– Я не вру, Поль. Если б ты знала, как мне здесь… хорошо. Вернее, было хорошо…

– Ага. Даже лучше, чем в Англии?

Она лишь поморщилась, отодвигая звенящее голосом Поль тельце телефона от уха, будто боялась, что оттуда вот-вот плеснет брызгами злобной зависти. Всхлипнув, нажала на кнопку отбоя, бросила телефон на одеяло, закрыла руками лицо. Долго так сидела, раскачиваясь и проговаривая про себя одно и то же: не хочу, не хочу, не хочу… Лицо под ладонями было горячим, мокрым от слез, голова гудела отчаянием, и сквозь это отчаяние все пробивался и пробивался звенящий обидой мамин голос: добрая девочка плюнула и попала… Потому что добро всегда побеждает зло… А откуда-то сбоку, со второго плана, звучал аккомпанементом голос подруги Поль: охота своей распрекрасной жизнью пококетничать?

Эх ты, глупая Поль… Какая ж она распрекрасная, эта жизнь, если ею… так жить не хочется? А надо, надо, черт побери, других вариантов все равно нет…

– Санюшка-а-а… – ласково позвал откуда-то сочувствующий бабы-Симин голос. – Ну хватит уж сидеть рыдать-то, солнце голову напечет… Иди, нето, в дом, там уж в холодке и поплачешь…

От этого робкого сочувствия стало еще горше, и жалко стало добрую бабу Симу, и себя жалко, и стыдно за Кирюшу, за Поль… Нет, почему все у нее… так? Почему нельзя быть просто доброй, той самой, которая не плюет с балкона и не попадает в близких людей, не вызывает зависти у подруг? Почему приходится быть доброй… наизнанку? Неужели нельзя делать так, чтобы всем было хорошо? Неужели и впрямь – нельзя?

– Иду, баб Сим… – прогундосила сквозь тяжелый нос, вставая. – Иду…

* * *

Под утро пошел дождь – она слышала, как ударили по земле первые тяжелые капли. И ветер в открытое окно ворвался сырой, холодный, натянул парусом занавеску. Наверное, погода испортилась. И хорошо, что испортилась, будет теперь нормальный фон ее слезному настроению. Забралась с головой под одеяло, вздохнула всхлипнула еще раз, уснула, наконец…

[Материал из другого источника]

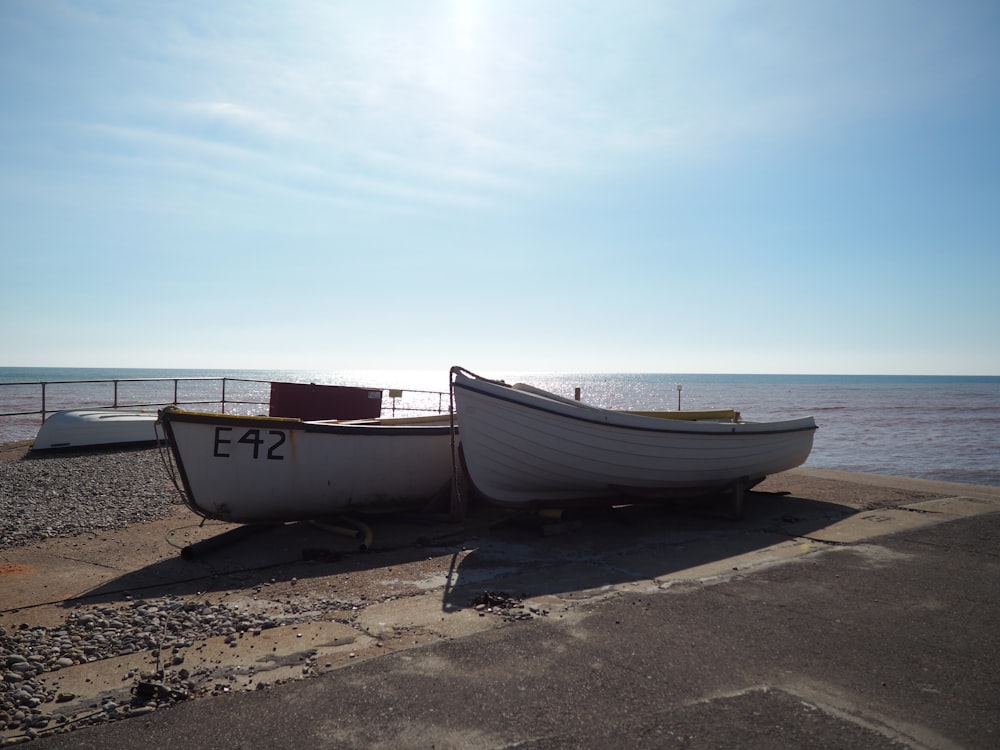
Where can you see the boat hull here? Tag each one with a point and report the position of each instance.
(521, 448)
(274, 470)
(82, 428)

Приснилось, как Иван зовет ее тихо по имени. Настойчиво зовет, все повторяет одно и то же: Саня, Сань… Надо же отозваться, а она никак не может собраться с силами, горло напрячь…

Проснулась, села на постели и вдруг поняла, что голос Ивана звучит вовсе не во сне. Вон в сером от дождя окне и голова его нарисовалась, и улыбка, и ладони отодвинули занавеску…

– Да просыпайся ты, чертенок, я уже весь до нитки промок!

– Иван… Иван! Ты приехал, да?

– Ну, если я здесь, то приехал, значит! Видишь, под окном стою я с гитарою!

– С гитарою?!

– О господи… Давай поднимайся и приходи ко мне, чай будем пить! Я камин затопил, в доме тепло! А на улице сегодня ужас какая холодрыга!

– Да, да, я сейчас…

– Давай, жду. И сапоги какие-нибудь надень, а то ноги промочишь.

Ладони Ивана скользнули с подоконника, и внизу загремело что-то под аккомпанемент его тихого чертыхания. Наверное, бабы-Симино коромысло упало. Оно там аккурат на гвоздике висит.

Подскочила, закрутилась, засобиралась. Натянула джинсы, свитер, кинулась к умывальнику, потом – к зеркалу с расческой. Зеркальное отображение не порадовало, лицо было бледно-зеленым, глаза – припухшими от ночных слез. А впрочем, когда оно ее вообще радовало, это несчастное зеркальное отображение? Ладно уж, какая есть, а бледность и припухлости на горестную ночь спишем. Да он на них и внимания не обратит – на фоне основной страхолюдности… Эх, взять бы и стать красавицей в одночасье! Хоть на один день, вот хотя бы на этот самый! Когда внутри все звенит от счастливой неожиданности его появления!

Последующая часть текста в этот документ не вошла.